The first report from the Parliamentary Commission on Banking Standards, set up in July after Barclays was fined £290 million for manipulating the London interbank offered rate (Libor), said banks must be structured in such a way that would allow them to fail without wreaking havoc on the wider economy.

Andrew Tyrie, the Conservative MP who chairs the commission, said: “The latest revelations of collusion, corruption and market-rigging beggar belief. It is the clearest illustration yet that a great deal more needs to be done to restore standards in banking.”

While the commission supported the creation of a ringfence between retail and investment banking operations, they warned the current proposals did not go far enough and regulators should be given the power to break up banks that try to circumvent the rules.

Today’s report says: “Additional powers are essential to provide adequate incentives for the banks to comply not just with the rules of the ringfence, but also with their spirit.

“In the absence of the commission’s legislative proposals to electrify the ringfence, the risk that the ringfence will eventually fail will be much higher.”

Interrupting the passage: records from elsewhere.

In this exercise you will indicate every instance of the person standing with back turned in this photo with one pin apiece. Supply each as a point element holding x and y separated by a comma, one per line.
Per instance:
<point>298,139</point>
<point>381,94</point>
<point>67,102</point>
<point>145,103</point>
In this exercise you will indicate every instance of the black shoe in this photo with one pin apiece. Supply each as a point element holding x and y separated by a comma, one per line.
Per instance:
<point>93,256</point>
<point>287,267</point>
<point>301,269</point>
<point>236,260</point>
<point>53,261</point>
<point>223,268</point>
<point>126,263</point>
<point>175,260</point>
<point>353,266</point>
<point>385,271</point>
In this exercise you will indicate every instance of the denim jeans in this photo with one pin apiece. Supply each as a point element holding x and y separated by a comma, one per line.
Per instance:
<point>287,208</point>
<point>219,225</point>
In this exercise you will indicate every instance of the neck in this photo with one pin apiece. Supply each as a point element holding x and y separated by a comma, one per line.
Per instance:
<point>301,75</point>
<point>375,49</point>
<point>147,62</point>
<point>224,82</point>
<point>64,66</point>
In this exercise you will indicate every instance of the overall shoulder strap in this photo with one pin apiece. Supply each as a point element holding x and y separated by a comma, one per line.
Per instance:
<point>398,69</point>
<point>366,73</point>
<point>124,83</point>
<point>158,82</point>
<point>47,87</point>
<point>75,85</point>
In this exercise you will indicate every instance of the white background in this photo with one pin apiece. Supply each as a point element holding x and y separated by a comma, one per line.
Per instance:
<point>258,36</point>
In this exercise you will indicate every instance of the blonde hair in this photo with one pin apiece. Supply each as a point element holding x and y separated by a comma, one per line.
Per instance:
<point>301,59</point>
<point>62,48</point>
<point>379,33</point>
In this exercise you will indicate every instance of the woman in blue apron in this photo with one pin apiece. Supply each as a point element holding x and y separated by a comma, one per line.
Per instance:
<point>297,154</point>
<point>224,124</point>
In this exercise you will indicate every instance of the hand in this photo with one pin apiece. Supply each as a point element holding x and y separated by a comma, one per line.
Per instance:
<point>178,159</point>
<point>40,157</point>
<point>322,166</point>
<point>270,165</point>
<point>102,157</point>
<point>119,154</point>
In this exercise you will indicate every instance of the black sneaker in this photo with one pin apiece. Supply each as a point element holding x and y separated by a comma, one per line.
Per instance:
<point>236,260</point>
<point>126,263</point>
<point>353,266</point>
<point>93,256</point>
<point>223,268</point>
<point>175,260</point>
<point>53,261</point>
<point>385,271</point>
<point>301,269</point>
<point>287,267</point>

Tyrie says that the proposals, as they stand, fall well short of what is required. “Over time, the ring-fence will be tested and challenged by the banks. Politicians, too, could succumb to lobbying from banks and others, adding to pressure to put holes in the ring-fence.

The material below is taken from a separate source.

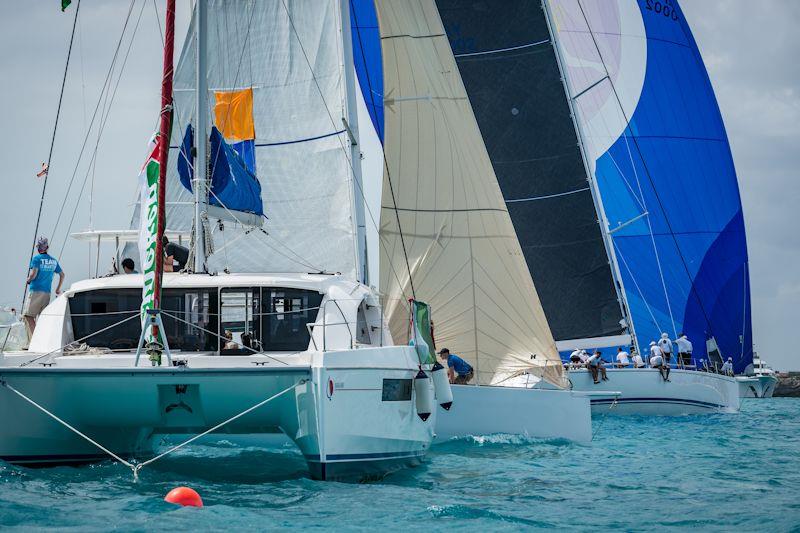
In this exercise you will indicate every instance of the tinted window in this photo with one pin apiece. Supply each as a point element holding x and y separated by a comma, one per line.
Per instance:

“For the ring-fence to succeed, banks need to be discouraged from gaming the rules. All history tells us they will do this unless incentivised not to.

“That’s why we recommend electrification. The legislation needs to set out a reserve power for separation; the regulator needs to know he can use it.

“Furthermore, we need periodic reviews of the sector to reassure us that the ring-fence as a whole is working. Tougher measures may yet be required.”

According to the Treasury, the cost to banks of separating their retail and investment arms could run at between £1.7 billion and £4.4bn a year, with one-off “transitional” costs of up to £2.5bn, although the commission notes that some witnesses who gave evidence argued that the final figures could be higher.

However, the costs are far lower than the government has spent propping up the banking sector since the financial crisis erupted in 2007. Treasury figures show the outstanding taxpayer support stood at £228bn as of March 2012, down from a peak of £1.2 trillion.

During his appearance before the commission, Lloyds chief executive Antonio Horta-Osorio said that ring-fencing “enhances the credibility of recovery and resolution mechanisms because it provides…a separation between retail and investment banking”.

Barclays chief executive Antony Jenkins – who replaced Bob Diamond following the Libor scandal – said banks should be able to separate their retail and investment operations without affecting their ability to lend.

However, other banks were less certain, with RBS chief executive Stephen Hester telling parliamentarians that he did not believe the move would produce “any safety benefits to the financial system or the UK”, while Peter Sands, chief executive of Standard Chartered, argued that “it will not deliver a stability benefit, and it will be more expensive”.

Next year the commission will look at areas such as competition, corporate governance and role of civil and criminal law in enhancing banking standards, and Tyrie said: “It is essential that banks are restructured in such a way that allows them to fail, whether inside or outside the ringfence.”